Japan’s online sales across all personal luxury goods accounted for just nine percent of all global sales in 2019, says Fflur Roberts, head of luxury goods at Euromonitor International. That figure rose to 13 percent in 2024 when online sales of the designer fashion category made up 17 percent of overall sales, up nine percent from pre-pandemic levels, and just one percent behind neighbouring South Korea.
These are figures Rakuten is keen to see grow further.
“The change has just started,” predicts Matsumura, noting the continued dominance of physical retail, which despite Japan’s shrinking department store network, remains integral to the local shopping culture. Indeed, the maturity of Japan’s luxury industry is what’s holding it back from more fully embracing the online shift.
“Obviously the sale structure has been changing since the pandemic, [but] the percentage of digital transactions should grow over the next three-to-five years,” Matsumura asserts.
AI is primed to speed up this transition.
According to Euromonitor’s Roberts, gamification efforts and technologies like generative AI will be key in markets including Japan and South Korea as a growing number of sales take place through digital devices, and shoppers shift from viewing e-commerce as a means to an end to an enjoyable experience in itself.
However, the shift won’t be straightforward for Japanese businesses — or for global brands looking to target local online shoppers.
Indeed, there are potentially difficult economic and political headwinds for Japan to reckon with first. With choppy waters ahead, Matsumura is betting on Rakuten’s integrated banking business — which includes an in-house credit card and points system — to add value to its various marketplaces.

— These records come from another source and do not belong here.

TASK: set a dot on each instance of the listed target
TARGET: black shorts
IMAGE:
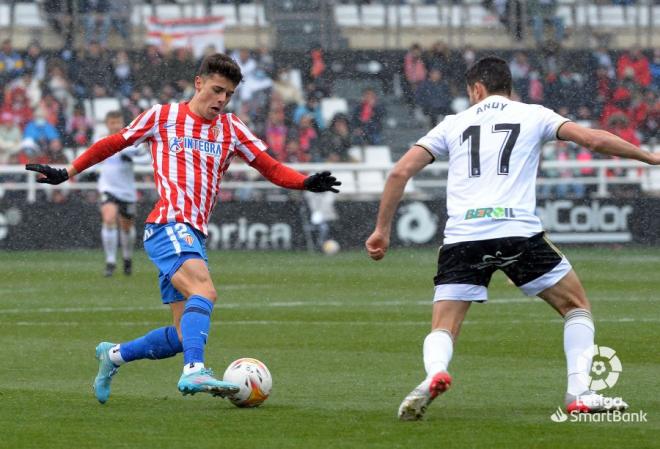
(522, 259)
(126, 209)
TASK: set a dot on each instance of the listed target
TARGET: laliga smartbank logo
(604, 370)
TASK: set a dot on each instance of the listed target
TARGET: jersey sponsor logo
(175, 145)
(214, 132)
(591, 221)
(498, 260)
(496, 105)
(489, 212)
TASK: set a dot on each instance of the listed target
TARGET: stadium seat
(355, 153)
(406, 17)
(226, 11)
(167, 12)
(347, 179)
(251, 15)
(373, 16)
(370, 181)
(28, 15)
(4, 15)
(347, 15)
(377, 155)
(332, 106)
(101, 106)
(427, 16)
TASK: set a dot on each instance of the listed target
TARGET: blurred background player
(494, 151)
(192, 144)
(118, 199)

But company performance hasn’t been entirely positive. In the group’s Q2 results published in August, Rakuten reported that domestic e-commerce sales across its internet services segment (spanning Rakuten Ichiba as well as specialised platforms such as Rakuten Fashion and Rakuten Beauty) were down 4.8 percent year-on-year — a decline the company attributed to the tapering of a government-subsided nationwide travel initiative and revisions to its points program.
The goal is to return to growth from the fourth quarter onwards, while continuing to roll out new tech across the Rakuten umbrella. It remains to be seen whether AI investments will break the ice and endear more luxury and premium brands to Japanese marketplace players as they did in China on platforms like Tmall and JD.com.